Кульбит, который сделало сердце Полины, поистине можно считать акробатическим номером.
– Готова? – спросил Саша, как только Полина к нему приблизилась.
Сашин мерседес увозит их со двора, маневрируя между дырами в дороге, которые никак не заделают уже второй сезон, вливаясь в поток машин на проспекте.
Аромат, который окутывает Полину – это аромат Саши, его кожи, смешанной с парфюмом, бензина и цветов. Едва уловимые древесные нотки, смешанные с легким и ненавязчивым запахом свежести и тепла.
– Я не знал, какие ты любишь… – сказал Саша, жестом показав на заднее сиденье.

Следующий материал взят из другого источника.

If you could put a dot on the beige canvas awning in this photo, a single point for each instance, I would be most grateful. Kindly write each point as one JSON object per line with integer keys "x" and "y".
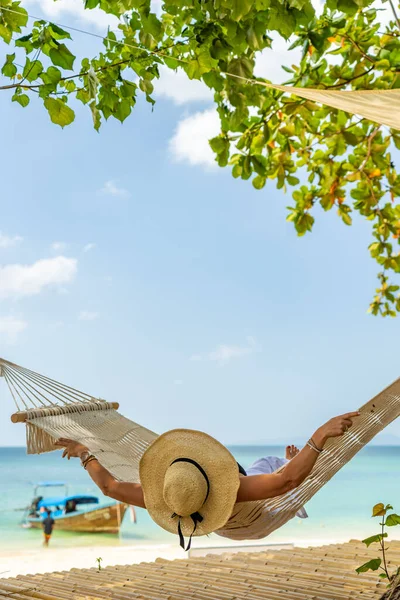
{"x": 380, "y": 106}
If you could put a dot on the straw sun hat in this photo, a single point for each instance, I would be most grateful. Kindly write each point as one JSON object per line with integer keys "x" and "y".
{"x": 190, "y": 483}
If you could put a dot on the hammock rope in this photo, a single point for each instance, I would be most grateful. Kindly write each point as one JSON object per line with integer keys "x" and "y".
{"x": 52, "y": 410}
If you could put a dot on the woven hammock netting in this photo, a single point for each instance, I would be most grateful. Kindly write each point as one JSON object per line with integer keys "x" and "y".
{"x": 52, "y": 410}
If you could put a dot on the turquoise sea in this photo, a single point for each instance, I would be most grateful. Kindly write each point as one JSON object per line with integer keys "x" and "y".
{"x": 340, "y": 511}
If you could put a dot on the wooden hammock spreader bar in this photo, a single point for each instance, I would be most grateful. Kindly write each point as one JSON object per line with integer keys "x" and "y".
{"x": 76, "y": 407}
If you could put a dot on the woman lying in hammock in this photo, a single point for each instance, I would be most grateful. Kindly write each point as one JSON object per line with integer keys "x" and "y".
{"x": 192, "y": 485}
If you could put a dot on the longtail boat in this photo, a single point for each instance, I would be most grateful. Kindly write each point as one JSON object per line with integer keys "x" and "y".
{"x": 78, "y": 512}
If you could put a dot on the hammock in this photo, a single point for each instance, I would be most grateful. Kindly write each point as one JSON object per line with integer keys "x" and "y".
{"x": 52, "y": 410}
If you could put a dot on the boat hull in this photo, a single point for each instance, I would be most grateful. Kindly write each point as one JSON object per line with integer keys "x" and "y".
{"x": 106, "y": 519}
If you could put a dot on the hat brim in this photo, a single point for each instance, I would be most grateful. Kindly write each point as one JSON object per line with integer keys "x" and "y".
{"x": 216, "y": 460}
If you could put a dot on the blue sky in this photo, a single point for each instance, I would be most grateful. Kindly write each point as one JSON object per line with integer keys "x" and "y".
{"x": 134, "y": 270}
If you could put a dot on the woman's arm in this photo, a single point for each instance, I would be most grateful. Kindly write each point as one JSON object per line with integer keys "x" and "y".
{"x": 261, "y": 487}
{"x": 131, "y": 493}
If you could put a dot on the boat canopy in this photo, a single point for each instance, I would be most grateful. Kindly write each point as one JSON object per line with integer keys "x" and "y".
{"x": 61, "y": 501}
{"x": 50, "y": 483}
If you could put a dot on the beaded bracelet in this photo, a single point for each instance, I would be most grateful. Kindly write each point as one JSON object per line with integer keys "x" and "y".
{"x": 312, "y": 445}
{"x": 88, "y": 460}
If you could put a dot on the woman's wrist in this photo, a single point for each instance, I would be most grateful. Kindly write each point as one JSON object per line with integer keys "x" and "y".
{"x": 319, "y": 439}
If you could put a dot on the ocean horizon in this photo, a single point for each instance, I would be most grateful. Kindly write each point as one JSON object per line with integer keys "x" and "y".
{"x": 340, "y": 511}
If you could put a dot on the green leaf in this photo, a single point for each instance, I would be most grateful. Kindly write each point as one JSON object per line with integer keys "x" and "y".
{"x": 123, "y": 110}
{"x": 372, "y": 565}
{"x": 9, "y": 69}
{"x": 240, "y": 8}
{"x": 200, "y": 65}
{"x": 392, "y": 520}
{"x": 349, "y": 7}
{"x": 379, "y": 510}
{"x": 58, "y": 33}
{"x": 16, "y": 18}
{"x": 5, "y": 33}
{"x": 62, "y": 57}
{"x": 59, "y": 112}
{"x": 152, "y": 25}
{"x": 219, "y": 144}
{"x": 241, "y": 67}
{"x": 22, "y": 99}
{"x": 32, "y": 70}
{"x": 374, "y": 538}
{"x": 52, "y": 75}
{"x": 282, "y": 20}
{"x": 259, "y": 182}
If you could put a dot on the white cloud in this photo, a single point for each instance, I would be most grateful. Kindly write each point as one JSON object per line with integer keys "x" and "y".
{"x": 58, "y": 246}
{"x": 110, "y": 188}
{"x": 225, "y": 353}
{"x": 7, "y": 241}
{"x": 87, "y": 315}
{"x": 177, "y": 86}
{"x": 28, "y": 280}
{"x": 269, "y": 62}
{"x": 10, "y": 328}
{"x": 75, "y": 9}
{"x": 89, "y": 247}
{"x": 190, "y": 141}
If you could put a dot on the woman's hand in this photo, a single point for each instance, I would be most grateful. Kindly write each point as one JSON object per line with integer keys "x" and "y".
{"x": 334, "y": 428}
{"x": 72, "y": 449}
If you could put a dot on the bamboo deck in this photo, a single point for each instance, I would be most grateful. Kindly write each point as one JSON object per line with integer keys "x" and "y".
{"x": 323, "y": 573}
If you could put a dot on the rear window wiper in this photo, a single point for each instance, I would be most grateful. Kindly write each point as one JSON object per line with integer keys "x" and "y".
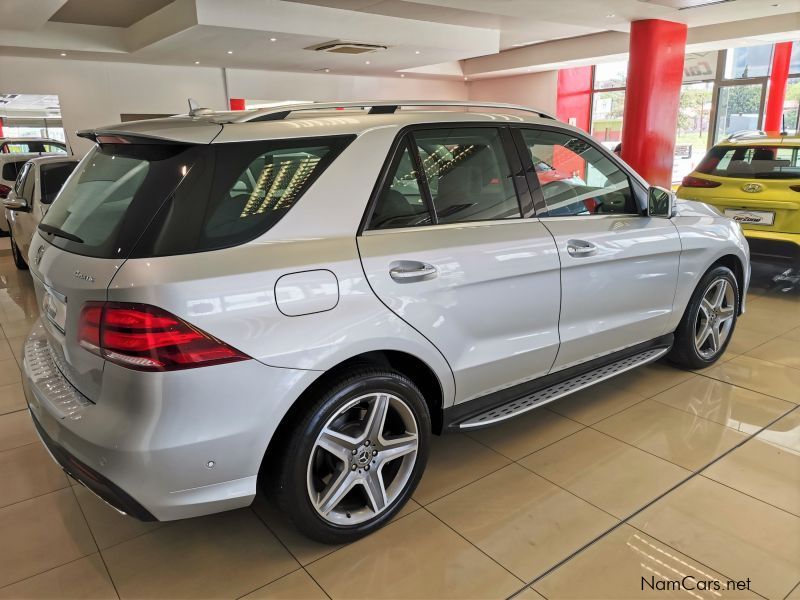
{"x": 52, "y": 230}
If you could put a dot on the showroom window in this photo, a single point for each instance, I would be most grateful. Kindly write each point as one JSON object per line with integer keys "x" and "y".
{"x": 575, "y": 177}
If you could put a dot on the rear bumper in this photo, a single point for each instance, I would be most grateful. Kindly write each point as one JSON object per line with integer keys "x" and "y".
{"x": 773, "y": 245}
{"x": 161, "y": 446}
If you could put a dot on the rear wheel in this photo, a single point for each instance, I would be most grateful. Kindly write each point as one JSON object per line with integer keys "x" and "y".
{"x": 19, "y": 262}
{"x": 708, "y": 323}
{"x": 356, "y": 457}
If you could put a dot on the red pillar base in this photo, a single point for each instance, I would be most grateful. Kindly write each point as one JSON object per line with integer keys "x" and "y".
{"x": 655, "y": 73}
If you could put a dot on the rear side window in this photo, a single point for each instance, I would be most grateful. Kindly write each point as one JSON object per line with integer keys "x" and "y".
{"x": 52, "y": 177}
{"x": 11, "y": 170}
{"x": 143, "y": 200}
{"x": 752, "y": 162}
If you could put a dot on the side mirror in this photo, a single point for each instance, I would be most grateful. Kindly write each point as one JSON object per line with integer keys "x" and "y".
{"x": 660, "y": 202}
{"x": 14, "y": 203}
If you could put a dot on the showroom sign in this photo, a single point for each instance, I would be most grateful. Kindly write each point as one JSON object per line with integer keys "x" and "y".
{"x": 699, "y": 66}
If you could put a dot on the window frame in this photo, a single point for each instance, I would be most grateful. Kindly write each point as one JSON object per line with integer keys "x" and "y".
{"x": 405, "y": 138}
{"x": 638, "y": 190}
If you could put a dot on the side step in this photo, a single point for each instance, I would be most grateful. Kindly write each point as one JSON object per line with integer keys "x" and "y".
{"x": 559, "y": 390}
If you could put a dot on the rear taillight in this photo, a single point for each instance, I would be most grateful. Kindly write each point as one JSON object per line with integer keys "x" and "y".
{"x": 690, "y": 181}
{"x": 147, "y": 338}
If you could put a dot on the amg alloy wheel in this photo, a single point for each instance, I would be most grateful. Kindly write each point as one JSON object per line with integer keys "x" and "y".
{"x": 362, "y": 459}
{"x": 355, "y": 456}
{"x": 709, "y": 320}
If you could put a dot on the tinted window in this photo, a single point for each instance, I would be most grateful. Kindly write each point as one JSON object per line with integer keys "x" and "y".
{"x": 11, "y": 170}
{"x": 577, "y": 178}
{"x": 52, "y": 177}
{"x": 401, "y": 203}
{"x": 467, "y": 173}
{"x": 752, "y": 162}
{"x": 159, "y": 199}
{"x": 34, "y": 147}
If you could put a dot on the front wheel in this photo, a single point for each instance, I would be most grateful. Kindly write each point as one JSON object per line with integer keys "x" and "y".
{"x": 19, "y": 262}
{"x": 708, "y": 323}
{"x": 356, "y": 457}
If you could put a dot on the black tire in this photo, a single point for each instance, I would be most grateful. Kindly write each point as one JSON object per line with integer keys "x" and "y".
{"x": 293, "y": 487}
{"x": 19, "y": 262}
{"x": 684, "y": 351}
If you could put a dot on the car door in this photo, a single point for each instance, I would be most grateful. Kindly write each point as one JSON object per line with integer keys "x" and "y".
{"x": 446, "y": 248}
{"x": 619, "y": 267}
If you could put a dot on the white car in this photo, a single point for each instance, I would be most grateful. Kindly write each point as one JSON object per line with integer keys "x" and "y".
{"x": 37, "y": 185}
{"x": 301, "y": 296}
{"x": 15, "y": 152}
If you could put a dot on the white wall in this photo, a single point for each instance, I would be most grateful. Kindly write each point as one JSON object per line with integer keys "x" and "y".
{"x": 537, "y": 90}
{"x": 96, "y": 93}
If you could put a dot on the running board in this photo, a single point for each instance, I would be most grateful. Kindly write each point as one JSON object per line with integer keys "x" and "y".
{"x": 559, "y": 390}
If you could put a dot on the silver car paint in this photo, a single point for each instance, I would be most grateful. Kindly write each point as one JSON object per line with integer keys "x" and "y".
{"x": 153, "y": 434}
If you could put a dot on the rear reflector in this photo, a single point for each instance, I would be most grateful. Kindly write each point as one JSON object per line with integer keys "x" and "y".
{"x": 147, "y": 338}
{"x": 690, "y": 181}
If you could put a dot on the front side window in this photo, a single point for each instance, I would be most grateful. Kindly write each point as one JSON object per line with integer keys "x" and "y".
{"x": 401, "y": 203}
{"x": 575, "y": 177}
{"x": 467, "y": 173}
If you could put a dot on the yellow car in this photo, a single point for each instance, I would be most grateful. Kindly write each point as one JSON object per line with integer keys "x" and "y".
{"x": 754, "y": 178}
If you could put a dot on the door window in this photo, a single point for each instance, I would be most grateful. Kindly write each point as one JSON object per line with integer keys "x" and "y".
{"x": 467, "y": 174}
{"x": 576, "y": 178}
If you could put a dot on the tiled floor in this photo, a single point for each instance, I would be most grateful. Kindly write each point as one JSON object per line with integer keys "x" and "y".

Букет из молочно-белых фрезий, связанные такого же цвета атласной лентой, слегка небрежно лежали на светлой коже кресла. Ну разве Саша мог подарить банальные розы или лилии? Даже такие пышные и роскошные пионы выглядели бы обыденно.
– Почему фрезия?
– Надо было розы? – без обиды спросил Саша.
– Нет, я не люблю розы.
– А что ты любишь?
– Вообще я люблю полевые цветы, – смущаясь ответила Полины.
– Кто бы мог подумать: Поля любит полевые цветы, – улыбнулся Саша.
Скандинавский ресторан, к которому они подъехали, встречал их горящей вывеской и белыми дверями. Без пафоса, стильно, строго и по-московски дорого. Встречающий их администратор, широко улыбаясь и показывая все радушие русской души, проводил их к столику, который был забронирован.
Широкие столы из дерева, которые были неровной формы, говорили о том, что это реальные спилы. Светлые стены, светлый потолок делают помещение просторным, но приглушенный свет и выдержанные в своем стиле подсвечники со свечами на столах придают интимности и уединенности, несмотря на большое количество столиков вокруг. Здесь нет тех состаренных вещей и элементов декора, которые Полина заметила в ресторане Сашиного брата. Но, несмотря на геометрически правильное и по-мужски минималистическое оформление, здесь нет холода и отстраненности. Все правильно выведено и с точностью подобрано, чтобы люди пришли отдохнуть в приятной компании, не отвлекаясь на ни к чему не обязывающее убранство помещения.
– Здесь интересно. Очень контрастирует с теми ресторанами, где я была, – с интересом подметила Полина.
– Я вообще не любитель скандинавской кухни, но на прошлой неделе был здесь с одними нашими клиентами. И как-то зацепило меня здесь. Ничего похожего в Москве не встречал, – ответил Саша.
– Почему не любитель? Я кстати никогда ее не пробовала.
– У них преимущественно рыба используется в приготовлении. А я не особо люблю рыбы.
– Хм, а мне тогда должно понравится.
– Главное не заказывай Сюрстремминг (Прим. автора: мелкая заквашенная селедка, процесс ее приготовления больше похож на брожение или, иными словами, рыба тухнет около двух месяцев в большом количестве соли, которая убивает нежелательные бактерии), – рассмеялся Саша.